When I read the paper Universal approximations of invariant maps by neural networks of Dmitry Yarotsky, it happens on page 36 that he used some concepts about the representation of Lie algebra of the Lie group $\operatorname{SE}(2)$.

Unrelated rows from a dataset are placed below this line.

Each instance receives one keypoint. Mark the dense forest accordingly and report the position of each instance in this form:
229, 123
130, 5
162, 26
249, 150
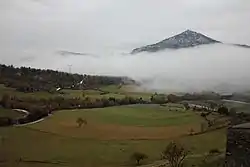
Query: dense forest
29, 79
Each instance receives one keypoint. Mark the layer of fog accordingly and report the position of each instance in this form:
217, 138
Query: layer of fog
33, 32
216, 67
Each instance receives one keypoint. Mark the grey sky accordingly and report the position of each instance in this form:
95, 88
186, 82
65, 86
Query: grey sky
33, 31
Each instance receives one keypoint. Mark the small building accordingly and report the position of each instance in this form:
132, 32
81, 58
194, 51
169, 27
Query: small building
238, 146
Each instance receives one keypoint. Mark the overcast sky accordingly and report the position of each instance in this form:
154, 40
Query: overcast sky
33, 31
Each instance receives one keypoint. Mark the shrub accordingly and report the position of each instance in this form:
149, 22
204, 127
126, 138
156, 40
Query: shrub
138, 157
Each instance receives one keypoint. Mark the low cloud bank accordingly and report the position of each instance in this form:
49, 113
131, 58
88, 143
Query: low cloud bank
216, 67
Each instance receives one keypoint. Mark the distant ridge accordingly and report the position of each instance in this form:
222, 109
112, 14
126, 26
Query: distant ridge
185, 39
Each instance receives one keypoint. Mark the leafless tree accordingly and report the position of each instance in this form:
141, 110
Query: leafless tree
175, 154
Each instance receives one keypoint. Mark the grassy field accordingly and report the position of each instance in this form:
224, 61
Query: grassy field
110, 137
112, 91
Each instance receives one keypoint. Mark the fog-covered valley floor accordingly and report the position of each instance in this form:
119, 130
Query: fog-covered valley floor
215, 67
37, 33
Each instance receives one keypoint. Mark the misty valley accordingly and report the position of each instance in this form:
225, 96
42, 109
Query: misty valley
124, 83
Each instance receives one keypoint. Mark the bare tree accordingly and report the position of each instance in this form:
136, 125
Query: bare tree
175, 154
81, 121
138, 157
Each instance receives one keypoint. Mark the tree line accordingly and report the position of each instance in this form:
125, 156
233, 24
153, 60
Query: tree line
26, 79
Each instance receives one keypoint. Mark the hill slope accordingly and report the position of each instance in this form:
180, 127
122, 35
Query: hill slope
185, 39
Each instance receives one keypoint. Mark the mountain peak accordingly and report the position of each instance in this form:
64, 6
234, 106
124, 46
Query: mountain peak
185, 39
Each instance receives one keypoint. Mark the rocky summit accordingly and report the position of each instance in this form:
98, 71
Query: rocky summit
185, 39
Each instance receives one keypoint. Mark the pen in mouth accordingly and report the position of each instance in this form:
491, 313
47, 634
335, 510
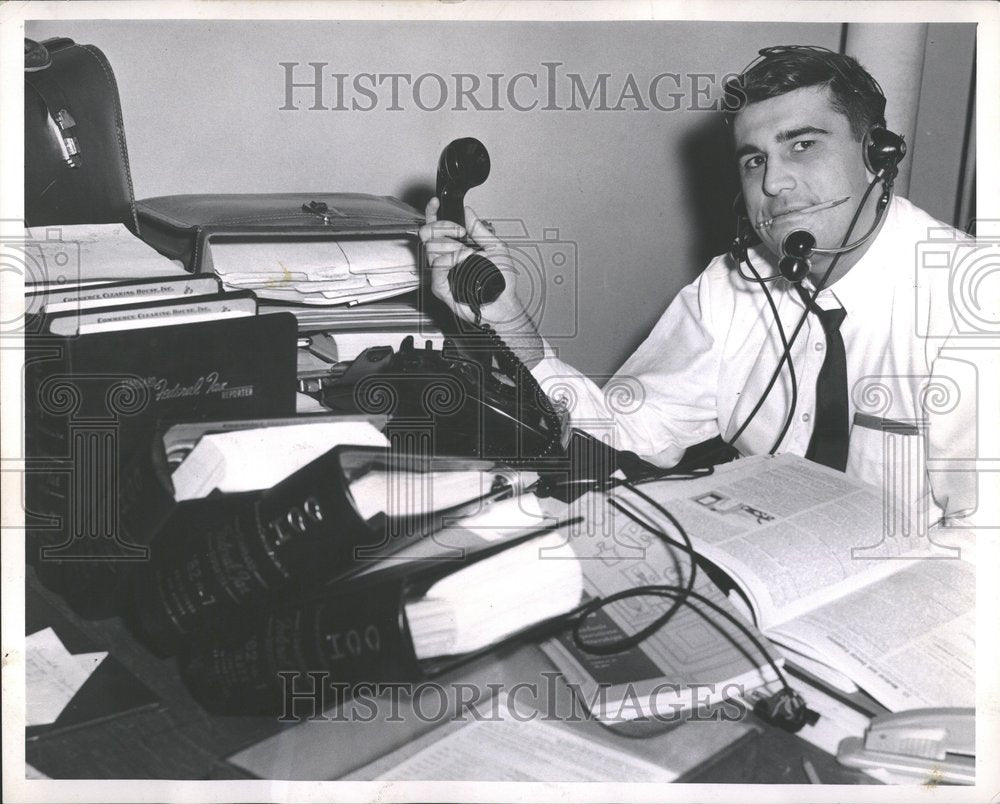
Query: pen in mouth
805, 210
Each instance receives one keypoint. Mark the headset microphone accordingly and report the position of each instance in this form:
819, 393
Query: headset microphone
796, 249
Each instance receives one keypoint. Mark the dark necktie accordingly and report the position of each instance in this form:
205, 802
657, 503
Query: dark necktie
831, 433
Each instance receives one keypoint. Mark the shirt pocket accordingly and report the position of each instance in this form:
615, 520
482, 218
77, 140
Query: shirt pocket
891, 456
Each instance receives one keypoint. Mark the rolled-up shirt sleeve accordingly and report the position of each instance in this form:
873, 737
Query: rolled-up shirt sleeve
663, 399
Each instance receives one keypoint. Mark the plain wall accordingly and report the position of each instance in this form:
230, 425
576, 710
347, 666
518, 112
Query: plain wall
643, 198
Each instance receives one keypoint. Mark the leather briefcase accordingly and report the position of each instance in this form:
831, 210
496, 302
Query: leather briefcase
75, 161
181, 226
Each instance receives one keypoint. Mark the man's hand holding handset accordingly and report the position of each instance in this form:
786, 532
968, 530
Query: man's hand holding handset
508, 315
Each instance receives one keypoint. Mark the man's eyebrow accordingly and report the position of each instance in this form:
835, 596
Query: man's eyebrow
781, 136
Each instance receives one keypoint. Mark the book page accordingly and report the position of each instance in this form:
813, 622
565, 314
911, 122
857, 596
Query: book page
909, 641
87, 252
792, 533
248, 460
507, 748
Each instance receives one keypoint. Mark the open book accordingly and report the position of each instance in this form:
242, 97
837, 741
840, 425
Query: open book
893, 612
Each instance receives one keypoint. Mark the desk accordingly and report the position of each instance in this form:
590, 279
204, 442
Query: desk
179, 740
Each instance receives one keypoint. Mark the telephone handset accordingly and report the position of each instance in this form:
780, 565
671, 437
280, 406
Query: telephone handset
933, 744
464, 164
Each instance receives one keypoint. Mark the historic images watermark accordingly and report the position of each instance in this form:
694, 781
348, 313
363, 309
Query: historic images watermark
316, 696
547, 87
71, 489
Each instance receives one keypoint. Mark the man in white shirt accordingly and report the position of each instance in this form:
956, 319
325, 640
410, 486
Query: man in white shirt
801, 132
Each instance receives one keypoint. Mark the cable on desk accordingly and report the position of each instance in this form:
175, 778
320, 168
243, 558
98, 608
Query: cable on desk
785, 708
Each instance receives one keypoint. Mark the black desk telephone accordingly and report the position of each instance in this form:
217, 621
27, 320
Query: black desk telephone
474, 397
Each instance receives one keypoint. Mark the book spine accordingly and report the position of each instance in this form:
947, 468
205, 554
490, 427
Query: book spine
303, 658
240, 550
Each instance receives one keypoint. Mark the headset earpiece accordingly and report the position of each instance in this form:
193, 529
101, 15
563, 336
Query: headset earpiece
882, 150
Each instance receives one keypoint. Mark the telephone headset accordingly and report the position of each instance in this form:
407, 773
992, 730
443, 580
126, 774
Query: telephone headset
881, 149
465, 164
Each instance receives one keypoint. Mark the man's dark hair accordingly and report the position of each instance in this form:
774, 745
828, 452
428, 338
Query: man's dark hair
779, 70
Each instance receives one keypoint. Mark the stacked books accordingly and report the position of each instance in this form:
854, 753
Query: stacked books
252, 575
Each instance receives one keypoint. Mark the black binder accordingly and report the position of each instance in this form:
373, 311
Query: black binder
96, 485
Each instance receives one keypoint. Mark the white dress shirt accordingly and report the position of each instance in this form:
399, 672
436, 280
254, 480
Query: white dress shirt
706, 363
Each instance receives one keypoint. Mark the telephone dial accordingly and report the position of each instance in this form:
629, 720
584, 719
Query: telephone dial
464, 406
474, 397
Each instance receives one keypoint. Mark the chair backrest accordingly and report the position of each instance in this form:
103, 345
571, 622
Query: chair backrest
76, 164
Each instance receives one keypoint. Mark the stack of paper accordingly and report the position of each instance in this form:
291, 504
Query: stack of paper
53, 675
248, 460
489, 600
318, 272
88, 254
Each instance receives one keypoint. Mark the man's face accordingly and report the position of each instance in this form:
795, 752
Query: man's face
800, 168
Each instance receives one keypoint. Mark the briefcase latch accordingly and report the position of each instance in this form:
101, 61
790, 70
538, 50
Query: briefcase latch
320, 210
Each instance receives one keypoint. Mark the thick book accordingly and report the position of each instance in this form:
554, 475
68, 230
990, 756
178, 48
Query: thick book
340, 514
96, 485
844, 595
388, 629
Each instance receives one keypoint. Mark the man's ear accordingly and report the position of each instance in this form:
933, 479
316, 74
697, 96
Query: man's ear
882, 150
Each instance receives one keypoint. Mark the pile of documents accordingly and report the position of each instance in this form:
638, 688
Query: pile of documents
318, 272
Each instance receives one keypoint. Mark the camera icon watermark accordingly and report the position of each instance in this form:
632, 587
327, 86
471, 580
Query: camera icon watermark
43, 261
548, 269
964, 271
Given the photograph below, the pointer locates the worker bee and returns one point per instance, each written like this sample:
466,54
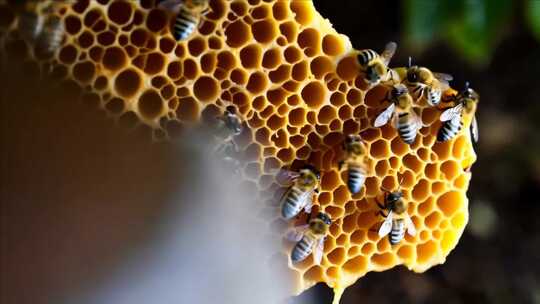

Describe rigid motions of $\mathbb{R}^2$ by identifying it with $\mathbb{C}$. An element in $\operatorname{SE}(2)$ can be written as $\left(\gamma,\theta\right)=\left(x+iy,e^{i\phi}\right)$ with some $x,y\in\mathbb{R}$ and $\phi\in\left[0,2\pi\right)$. The action of $\operatorname{SE}(2)$ on $\mathbb{R}^2\cong\mathbb{C}$:
\begin{equation*}
\mathcal{A}_{\left(x+iy,e^{i\theta}\right)}z=x+iy+e^{i\theta}z,\quad z\in \mathbb{C}.
\end{equation*}
Consider the generators of the representation:
\begin{equation*}
J_x=i\lim_{\delta x\to 0}\dfrac{R_{\left(\delta x,1\right)}-1}{\delta x}, \quad J_y=i\lim_{i\delta y\to 0}\dfrac{R_{\left(\delta y,1\right)}-1}{\delta x}, \quad J_\phi=i\lim_{\delta \phi\to 0}\dfrac{R_{\left(0,e^{i\delta \phi}\right)}-1}{\delta \phi}
\end{equation*}
where $R_{\left(\gamma,\theta\right)}$ is the action of $\operatorname{SE}(2)$. given by
$$R_{\left(\gamma,\theta\right)}\Phi=\Phi\circ\mathcal{A}^{-1}.$$
The generators can be explicitly written as
\begin{equation*}
J_x=-i\partial_x, \quad J_y=-i\partial_y,\quad J_\phi=-i\partial_\phi=-i\left(x\partial_y-y\partial_x\right)
\end{equation*}
and obey the commutation relations
\begin{equation}\label{eq41}
\left[J_x,J_y\right]=0,\quad \left[J_x,J_\phi\right]=-iJ_y, \quad \left[J_y,J_\phi\right]=iJ_x.
\end{equation}
I am a newbie in Lie representation. Can you explain to me the definition of $J_x, \partial_x$, the Lie brackets, and how these equations hold here? Or can you give me some books/papers defining these concepts? I looked upon the internet about the representation of Lie algebra but met nothing like these.